Blog of Sara Jakša

How I Got Tagged Posts from Tumblir

Recently, I had written how I am going to use Tumblr data for my project, and how could I attempt to do this.

After that, my code still needed some work, before I could just start the script and get the data. Below is the code, that I have used to eventually get a lot of posts with different tags.

What this code does, it to take a certain tag, and then it writes in the file the id of the post, the name of the blog and the list of all tags.

    import pytumblr

    # Authenticate via OAuth
    client = pytumblr.TumblrRestClient("")

    #find 20 posts tagged MBTI
    def getTumblrPosts(before=None, tag="MBTI", limit=20, filename="data.csv"):
        posts = client.tagged(tag, limit=limit, before=before)
        if len(posts) == 0:
            return None
        with open(filename, "aw") as f:
            #get information out of the post
            f.write("post_id" + "\t" + "post_url" + "\t" + "tags" + tag + "\t" + "timestamp" + "\n")
            for post in posts:             
                if post["type"] == "text":
                    timestamp = post[u"timestamp"]
                    post_id = post[u"id"]
                    tags = post[u"tags"]
                    if not tags:
                        tags = ""
                    post_url = post[u"post_url"]
                    string = str(post_id) + "\t" + post_url + "\t" + str(tags) + "\t" + str(timestamp) + "\n" 
                    string = string.encode("utf8")
                    except UnicodeEncodeError:
                        print("Unicode Error:" + post_url)
        return post[u"timestamp"]

    #Loop the post getting function
    def getData(tag, timestamp=None, filename="data.csv"):
        while 1:
            timestamp = timestamp
            timestamp = getTumblrPosts(before=timestamp, tag=tag, limit=20, filename=filename)
            if not timestamp:
                return None
        return timestamp

    timestamp = getData("tag", filename="file-name.csv")

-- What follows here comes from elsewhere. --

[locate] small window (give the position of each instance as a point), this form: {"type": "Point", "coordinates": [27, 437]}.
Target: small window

I used this code to get posts for all the Myers-Brigs related tags, like MBTI and the names of all the types (like: INTP, ENFP, ESFJ, ESTJ, INTJ, ISFP,…). On the end I got around 13 MB of data this way.

On this that I did not yet include in this code is keeping track of how many API calls can I still do. I am sure, that if I did that, I would be able to let the script run longer and get more data.

I also ignored all the non ASCII characters. This is one of the drawbacks of this script, as it is still using Python2, and Python2 is the one that has a pain-in-the-ass encoding. I mean, it is not hard, I just don‘t know, why a programmer should bother with it.

Well, pytumblr, the library that I am using to access Tumblr is written in Python2, and I did not found the Python3 version, so that is why I used Python2.